Family and Friends

"Blood is thicker than water"

Everyone has heard this saying before. It's the idea that family always trumps our friends when the rubber meets the road.  And it makes sense as family are the people that we grow up with, learn from and trust with everything that we have.  I am blessed to have two amazing families; the one that I grew up with and the one with my wife and kids (ok...maybe 3 families as some friends are honorary Aunts and Uncles).  Both families have been such a wonderful support system and have provided non-stop love and guidance my entire life.  The importance of family is unchallenged and as Harper Lee once wrote in To Kill a Mockingbird:

"You can choose your friends but you sho' can't choose your family, an' they're still kin to you no  matter whether you acknowledge 'em or not, and it makes you look right silly when you don't."

One of the major reasons that my wife and I moved back from London and selected Chicago as our destination was to be near family.  We wanted our children to grow up knowing their Aunts, Uncles, Grandmas, Grandpas and all the other family members that we love.  And, just over two years after moving to Chicago, we know that we made the correct decision.

But...what about friends?

"Friends are the family you choose"

This is the other side of the coin when discussing those people with which we are closest.  Growing up we spend a great majority of time around our friends at school, during extra-curricular activities, at parties, ding-dong-ditching neighbors, etc.  Friends are the people that we share our secrets with, compare test scores to, gossip with, complain about family with and for many of us, eventually marry.  But, even though friends influence our lives in so many powerful ways, they can still be seen as inferior to family.  But why is that?

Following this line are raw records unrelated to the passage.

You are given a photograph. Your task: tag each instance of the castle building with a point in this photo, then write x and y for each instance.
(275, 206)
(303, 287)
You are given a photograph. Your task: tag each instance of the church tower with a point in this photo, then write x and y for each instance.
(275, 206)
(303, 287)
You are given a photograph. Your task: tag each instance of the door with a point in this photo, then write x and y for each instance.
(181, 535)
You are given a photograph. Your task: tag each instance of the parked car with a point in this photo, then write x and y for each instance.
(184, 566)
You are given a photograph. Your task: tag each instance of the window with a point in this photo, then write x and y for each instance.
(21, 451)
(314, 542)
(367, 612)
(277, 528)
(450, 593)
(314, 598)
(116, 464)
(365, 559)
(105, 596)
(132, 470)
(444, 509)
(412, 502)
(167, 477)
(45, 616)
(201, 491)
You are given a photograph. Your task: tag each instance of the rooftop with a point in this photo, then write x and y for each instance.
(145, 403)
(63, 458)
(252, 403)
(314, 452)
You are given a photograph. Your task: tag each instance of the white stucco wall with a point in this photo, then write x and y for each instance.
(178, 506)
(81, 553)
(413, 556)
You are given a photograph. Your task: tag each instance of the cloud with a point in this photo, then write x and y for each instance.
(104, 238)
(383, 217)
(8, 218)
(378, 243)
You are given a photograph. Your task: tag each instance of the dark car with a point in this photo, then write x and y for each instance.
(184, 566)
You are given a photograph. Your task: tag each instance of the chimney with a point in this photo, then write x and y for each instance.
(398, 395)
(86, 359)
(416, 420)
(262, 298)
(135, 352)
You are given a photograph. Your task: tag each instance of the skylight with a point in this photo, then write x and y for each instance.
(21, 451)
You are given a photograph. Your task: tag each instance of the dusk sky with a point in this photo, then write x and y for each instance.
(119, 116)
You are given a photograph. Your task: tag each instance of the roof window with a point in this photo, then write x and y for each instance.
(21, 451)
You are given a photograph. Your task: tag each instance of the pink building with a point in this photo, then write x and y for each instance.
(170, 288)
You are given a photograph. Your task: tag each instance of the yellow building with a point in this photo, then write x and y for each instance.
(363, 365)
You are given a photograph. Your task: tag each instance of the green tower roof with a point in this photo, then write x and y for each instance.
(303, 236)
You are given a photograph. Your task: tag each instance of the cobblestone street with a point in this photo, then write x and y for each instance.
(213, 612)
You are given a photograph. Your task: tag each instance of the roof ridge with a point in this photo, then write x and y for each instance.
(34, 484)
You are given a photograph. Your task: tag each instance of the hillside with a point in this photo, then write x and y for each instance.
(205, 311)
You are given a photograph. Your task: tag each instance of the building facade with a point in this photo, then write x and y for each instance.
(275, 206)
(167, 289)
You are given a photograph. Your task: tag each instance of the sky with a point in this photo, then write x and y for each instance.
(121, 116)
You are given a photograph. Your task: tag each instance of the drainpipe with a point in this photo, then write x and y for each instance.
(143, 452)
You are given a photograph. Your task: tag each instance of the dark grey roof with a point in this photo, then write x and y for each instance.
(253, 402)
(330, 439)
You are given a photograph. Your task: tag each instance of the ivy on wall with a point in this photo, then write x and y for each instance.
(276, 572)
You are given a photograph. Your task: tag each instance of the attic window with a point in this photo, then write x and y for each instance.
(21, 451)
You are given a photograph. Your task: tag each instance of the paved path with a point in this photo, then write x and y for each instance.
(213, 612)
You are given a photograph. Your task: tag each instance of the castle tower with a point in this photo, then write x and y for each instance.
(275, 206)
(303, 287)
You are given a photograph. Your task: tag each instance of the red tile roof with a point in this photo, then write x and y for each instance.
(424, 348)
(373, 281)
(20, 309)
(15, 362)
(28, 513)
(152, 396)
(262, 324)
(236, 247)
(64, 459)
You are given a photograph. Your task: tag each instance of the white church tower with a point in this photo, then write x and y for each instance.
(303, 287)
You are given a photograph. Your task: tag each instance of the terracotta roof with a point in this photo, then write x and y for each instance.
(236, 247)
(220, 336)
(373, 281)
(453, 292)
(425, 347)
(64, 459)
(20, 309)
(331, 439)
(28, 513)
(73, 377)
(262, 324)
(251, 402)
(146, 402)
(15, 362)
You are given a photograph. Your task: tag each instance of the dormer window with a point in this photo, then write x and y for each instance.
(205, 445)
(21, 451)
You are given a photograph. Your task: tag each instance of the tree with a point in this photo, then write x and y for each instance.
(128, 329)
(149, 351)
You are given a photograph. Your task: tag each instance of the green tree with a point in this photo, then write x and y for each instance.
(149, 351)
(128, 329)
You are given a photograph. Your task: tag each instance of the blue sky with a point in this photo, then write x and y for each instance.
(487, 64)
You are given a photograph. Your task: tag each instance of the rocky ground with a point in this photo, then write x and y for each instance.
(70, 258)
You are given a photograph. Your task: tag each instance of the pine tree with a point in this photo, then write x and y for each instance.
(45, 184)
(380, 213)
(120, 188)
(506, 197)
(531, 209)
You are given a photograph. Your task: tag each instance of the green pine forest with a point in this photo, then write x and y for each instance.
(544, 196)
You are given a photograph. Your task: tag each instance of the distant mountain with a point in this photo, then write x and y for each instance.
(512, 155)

When we moved to London we had one family member nearby.  My cousin, her husband and children did an amazing job of welcoming Lisa and I to the city and the country.  But, because of where we lived in proximity to my cousin, Lisa and I could not simply plug ourselves into her social network; we had to establish our own connections, friends and support system.  Through our jobs, NCT (birthing) classes and other activities we created our world and everything in it, which brought the city life and made it feel like our home.  When my son was born we left my daughter off at our childminder's house (overnight) without hesitation or payment.  On holidays we met up with our close friends to celebrate in style.  And, we still have two amazing friends who send gifts and cards for all birthdays and holidays AND visit on a yearly basis (I know you're jealous).  Normally each of these events described are reserved for family, but for Lisa and I our friends in London were/are family.

When we eventually moved back to Chicago we had a tough transition back to US society.  Our five years abroad changed who we were as people and having two kids drastically changed our social calendars.  We met up with old friends and our families as much as possible, but inherently the interactions were much different causing Lisa and I to feel like we didn't belong (at times).  It was only when we met such a wonderful group of local friends did this really begin to change.

If you've ever been to Winnemac Park in Chicago, you know that the playground is the life-blood for all parents with young children.  It is a go-to for seeing friends, a fall-back for any failed activity and generally the extent of the daily/weekend social calendar for any local parent.  And for Lisa and I, the playground became a life-line for us as a family.  It was here that we met such amazing people that over time, they have become like a family to us. Our friends made us feel like we belonged because we literally saw them everyday at the playground.  This new group, combined with our old friends, helped to bring the city back to life.  In the last two years we've spent holidays with them, business activities, dinner parties and general debauchery.  Our friends, both old and new, have been the family that we choose.

"It takes a village to raise a child" - African Proverb

So, why such a disconnect between Family, Friends and how each group is valued?  In my experience, each group provides such valuable love and support that emphasizing the importance of one group over the other seems short-sighted.  Both Family and Friends provide such nourishment that without either group, our lives and the lives of our children would be much less colorful.  So, perhaps the saying "it takes a village to raise a child" is the most accurate approach to living; where we recognize that each group has made us who we are and that both are vital for living.  And just maybe, we recognize that sometimes water runs a bit thicker than we believe.